Diplomatic principles seem to have been thrown out the window, and closed discussions between national leaders are now fair game. Leaving aside concrete bones of contention such as Japanese claims to Korea's Dokdo Islets and distortions of history in the Japan's textbooks, observers say the national strategies of the two nations have started to part ways.
Tensions between Seoul and Tokyo over Japan's history textbooks are nothing new, but they have always been played out against a background of a fundamental "friendship." But with President Roh Moo-hyun's call for Korea to play a balancing role in Northeast Asia -- away from the two camps of the the U.S. and Japan on the one hand and North Korea-China-Russia on the other -- changed all that.

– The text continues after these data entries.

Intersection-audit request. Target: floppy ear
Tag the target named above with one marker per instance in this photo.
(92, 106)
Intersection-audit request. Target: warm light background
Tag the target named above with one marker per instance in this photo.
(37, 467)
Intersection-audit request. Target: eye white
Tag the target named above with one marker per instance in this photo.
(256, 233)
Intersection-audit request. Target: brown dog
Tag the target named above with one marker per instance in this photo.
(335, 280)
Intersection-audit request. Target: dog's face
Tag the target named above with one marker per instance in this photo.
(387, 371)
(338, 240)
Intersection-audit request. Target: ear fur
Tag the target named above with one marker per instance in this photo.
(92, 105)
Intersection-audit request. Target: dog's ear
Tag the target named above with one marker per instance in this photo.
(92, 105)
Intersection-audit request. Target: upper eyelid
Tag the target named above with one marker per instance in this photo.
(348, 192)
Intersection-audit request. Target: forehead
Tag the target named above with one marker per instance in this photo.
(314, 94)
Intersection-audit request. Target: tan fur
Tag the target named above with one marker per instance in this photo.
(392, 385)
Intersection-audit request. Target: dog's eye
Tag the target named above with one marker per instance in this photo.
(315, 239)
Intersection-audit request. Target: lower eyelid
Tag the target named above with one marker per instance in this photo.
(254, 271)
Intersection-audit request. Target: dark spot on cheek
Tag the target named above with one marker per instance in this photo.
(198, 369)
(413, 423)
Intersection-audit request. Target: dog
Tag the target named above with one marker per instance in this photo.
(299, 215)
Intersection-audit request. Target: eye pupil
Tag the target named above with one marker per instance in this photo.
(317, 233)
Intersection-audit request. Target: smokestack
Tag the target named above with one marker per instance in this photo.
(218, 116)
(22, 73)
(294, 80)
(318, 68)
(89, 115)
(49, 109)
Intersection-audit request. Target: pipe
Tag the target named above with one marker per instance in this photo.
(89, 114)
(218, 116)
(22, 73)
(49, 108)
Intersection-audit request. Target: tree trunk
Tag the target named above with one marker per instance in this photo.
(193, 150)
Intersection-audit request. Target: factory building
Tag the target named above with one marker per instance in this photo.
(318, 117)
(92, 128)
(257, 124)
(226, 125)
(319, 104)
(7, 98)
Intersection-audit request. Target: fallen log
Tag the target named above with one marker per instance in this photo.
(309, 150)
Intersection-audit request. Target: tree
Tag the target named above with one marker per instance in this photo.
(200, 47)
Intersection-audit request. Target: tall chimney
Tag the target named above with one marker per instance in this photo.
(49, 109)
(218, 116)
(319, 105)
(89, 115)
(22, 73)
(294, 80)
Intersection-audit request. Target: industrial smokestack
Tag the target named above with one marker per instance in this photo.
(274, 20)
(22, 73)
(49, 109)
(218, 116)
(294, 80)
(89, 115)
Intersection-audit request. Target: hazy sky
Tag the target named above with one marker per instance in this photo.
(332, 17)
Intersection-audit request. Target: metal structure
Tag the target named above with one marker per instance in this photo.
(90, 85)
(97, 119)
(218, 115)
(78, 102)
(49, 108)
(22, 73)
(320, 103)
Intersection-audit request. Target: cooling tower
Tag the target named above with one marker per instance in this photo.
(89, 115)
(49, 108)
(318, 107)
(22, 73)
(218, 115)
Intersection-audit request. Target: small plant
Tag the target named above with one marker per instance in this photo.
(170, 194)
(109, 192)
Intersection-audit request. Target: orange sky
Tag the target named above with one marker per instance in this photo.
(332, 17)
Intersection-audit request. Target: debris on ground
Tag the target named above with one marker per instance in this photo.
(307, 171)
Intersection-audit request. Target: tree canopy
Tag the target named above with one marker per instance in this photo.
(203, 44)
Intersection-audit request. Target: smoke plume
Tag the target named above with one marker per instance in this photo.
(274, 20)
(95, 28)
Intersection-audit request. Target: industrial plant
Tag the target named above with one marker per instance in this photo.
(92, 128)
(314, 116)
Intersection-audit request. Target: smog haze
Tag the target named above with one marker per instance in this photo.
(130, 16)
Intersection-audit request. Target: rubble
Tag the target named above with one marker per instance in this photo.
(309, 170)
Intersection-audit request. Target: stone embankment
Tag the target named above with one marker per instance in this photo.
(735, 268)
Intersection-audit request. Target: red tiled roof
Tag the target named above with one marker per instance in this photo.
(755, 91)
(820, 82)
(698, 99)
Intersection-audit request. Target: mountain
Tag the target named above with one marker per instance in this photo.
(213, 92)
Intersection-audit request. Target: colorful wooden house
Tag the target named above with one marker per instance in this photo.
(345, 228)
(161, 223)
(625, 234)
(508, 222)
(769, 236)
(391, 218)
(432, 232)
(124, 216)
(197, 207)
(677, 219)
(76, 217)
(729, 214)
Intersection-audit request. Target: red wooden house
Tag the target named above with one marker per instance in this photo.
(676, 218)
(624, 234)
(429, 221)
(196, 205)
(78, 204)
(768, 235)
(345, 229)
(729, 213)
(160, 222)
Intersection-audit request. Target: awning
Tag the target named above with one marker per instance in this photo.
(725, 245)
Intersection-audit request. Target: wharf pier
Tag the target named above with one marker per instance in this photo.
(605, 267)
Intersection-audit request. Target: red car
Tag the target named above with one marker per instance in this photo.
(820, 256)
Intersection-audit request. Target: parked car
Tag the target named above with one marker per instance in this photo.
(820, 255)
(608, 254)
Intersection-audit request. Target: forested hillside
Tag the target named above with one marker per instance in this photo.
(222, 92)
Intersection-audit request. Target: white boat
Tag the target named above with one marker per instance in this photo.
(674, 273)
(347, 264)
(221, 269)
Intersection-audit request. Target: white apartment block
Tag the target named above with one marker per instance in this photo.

It is becoming clear that Roh was primarily aiming at Japan when he repositioned the nation, indicating that Korea cannot be relied on in any hegemonic standoff between China and Japan to take Tokyo's side. If the line consolidates it would bring a seismic shift in ties.
Nor is Japan treating Korea as it used to. Time was when it resigned itself to Korean attacks over its troubled history or the Dokdo Islets. But recently Japan has been fighting back. Foreign Minister Machimura's direct attack on President Roh on Wednesday, or bipartisan support in the Diet for the "protection of Japanese territory" -- Dokdo -- can be seen in this light.
"It's still more of a conflict between the two nations' leaderships rather than a clash between peoples," said Prof. Kim Tae-hyo of Sungkyunkwan University. "But if the estrangement deepens, it could change the structure of a bilateral relationship based on friendship and cooperation." According to a survey by the Korea Society Opinion Institute (KSOI), 72.2 percent of respondents said they support President Roh's recent tough rhetoric against Japan. According to a Cheong Wa Dae survey, the president's approval rating has increased to 38.4 percent. Meanwhile, Japanese society, too, continues to drift to the right.
Coverage of the Roh administration's "New Security Initiative" has taken a back seat to the Dokdo and textbook issues in Japan. But Japanese experts are taking it seriously. "The Korean government is reconsidering its [traditional] foreign policy based on Korea-U.S.-Japan cooperation, and that presents Japan with problems it cannot overlook," the Yomiuri Shimbun commented.
Hideshi Takesada, a Korea expert in the Japan Defense Agency's National Institute for Defense Studies said, "In order to become a balancer in East Asia, Korea must have a similar level of national power to the U.S. or China" to make itself heard. But he said since Korea is neither a nuclear power nor a permanent member of the U.N. Security Council, it lacked the power to sit China and the U.S. down in order to relay to them Korea's position.
He said since China or North Korea might read Korea's pretension to becoming a 'balancer' in East Asia as cosying up to them in an effort to change the power structure of the region, the new doctrine was in fact an insecurity factor in Northeast Asia.